Visual Compiler: Synthesizing a Scene-Specific Pedestrian Detector and Pose Estimator
This provides a solution for bootstrapping human detection and pose estimation in scenarios where real annotated data is limited, which is incremental as it builds on existing computer graphics and neural network techniques.
The paper tackles the problem of pedestrian detection and pose estimation in scenes with scarce or no real annotated data by introducing a Visual Compiler that synthesizes a scene-specific detector and estimator using computer graphics renders from a single image and auxiliary scene information. The result shows that this approach outperforms off-the-shelf state-of-the-art methods trained on real data.

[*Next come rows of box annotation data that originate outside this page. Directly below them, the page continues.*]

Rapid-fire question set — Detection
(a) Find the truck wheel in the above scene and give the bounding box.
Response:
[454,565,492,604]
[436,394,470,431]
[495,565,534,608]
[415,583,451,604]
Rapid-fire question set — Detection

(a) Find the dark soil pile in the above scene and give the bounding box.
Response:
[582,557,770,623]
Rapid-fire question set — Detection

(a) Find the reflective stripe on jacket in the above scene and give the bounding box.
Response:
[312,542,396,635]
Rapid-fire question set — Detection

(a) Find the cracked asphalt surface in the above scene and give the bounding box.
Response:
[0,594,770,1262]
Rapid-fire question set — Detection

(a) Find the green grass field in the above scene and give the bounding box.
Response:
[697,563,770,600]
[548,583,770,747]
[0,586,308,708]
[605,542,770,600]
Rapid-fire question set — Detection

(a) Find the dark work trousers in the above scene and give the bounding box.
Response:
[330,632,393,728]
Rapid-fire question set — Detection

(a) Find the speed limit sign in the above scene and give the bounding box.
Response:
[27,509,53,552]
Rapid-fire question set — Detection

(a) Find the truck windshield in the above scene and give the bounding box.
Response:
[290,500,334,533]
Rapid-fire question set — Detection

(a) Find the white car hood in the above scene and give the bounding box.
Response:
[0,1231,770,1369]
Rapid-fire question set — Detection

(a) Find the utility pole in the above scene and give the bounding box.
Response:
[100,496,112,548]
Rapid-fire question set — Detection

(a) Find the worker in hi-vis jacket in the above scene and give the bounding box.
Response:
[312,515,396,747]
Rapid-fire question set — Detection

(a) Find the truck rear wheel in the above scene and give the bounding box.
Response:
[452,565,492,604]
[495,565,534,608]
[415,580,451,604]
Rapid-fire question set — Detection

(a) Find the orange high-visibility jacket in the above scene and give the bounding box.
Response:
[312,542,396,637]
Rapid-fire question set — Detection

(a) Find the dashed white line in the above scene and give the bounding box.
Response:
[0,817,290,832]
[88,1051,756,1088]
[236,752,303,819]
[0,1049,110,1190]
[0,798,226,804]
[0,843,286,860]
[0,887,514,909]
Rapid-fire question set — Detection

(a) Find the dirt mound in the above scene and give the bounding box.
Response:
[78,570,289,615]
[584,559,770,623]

We introduce the concept of a Visual Compiler that generates a scene specific pedestrian detector and pose estimator without any pedestrian observations. Given a single image and auxiliary scene information in the form of camera parameters and geometric layout of the scene, the Visual Compiler first infers geometrically and photometrically accurate images of humans in that scene through the use of computer graphics rendering. Using these renders we learn a scene-and-region specific spatially-varying fully convolutional neural network, for simultaneous detection, pose estimation and segmentation of pedestrians. We demonstrate that when real human annotated data is scarce or non-existent, our data generation strategy can provide an excellent solution for bootstrapping human detection and pose estimation. Experimental results show that our approach outperforms off-the-shelf state-of-the-art pedestrian detectors and pose estimators that are trained on real data.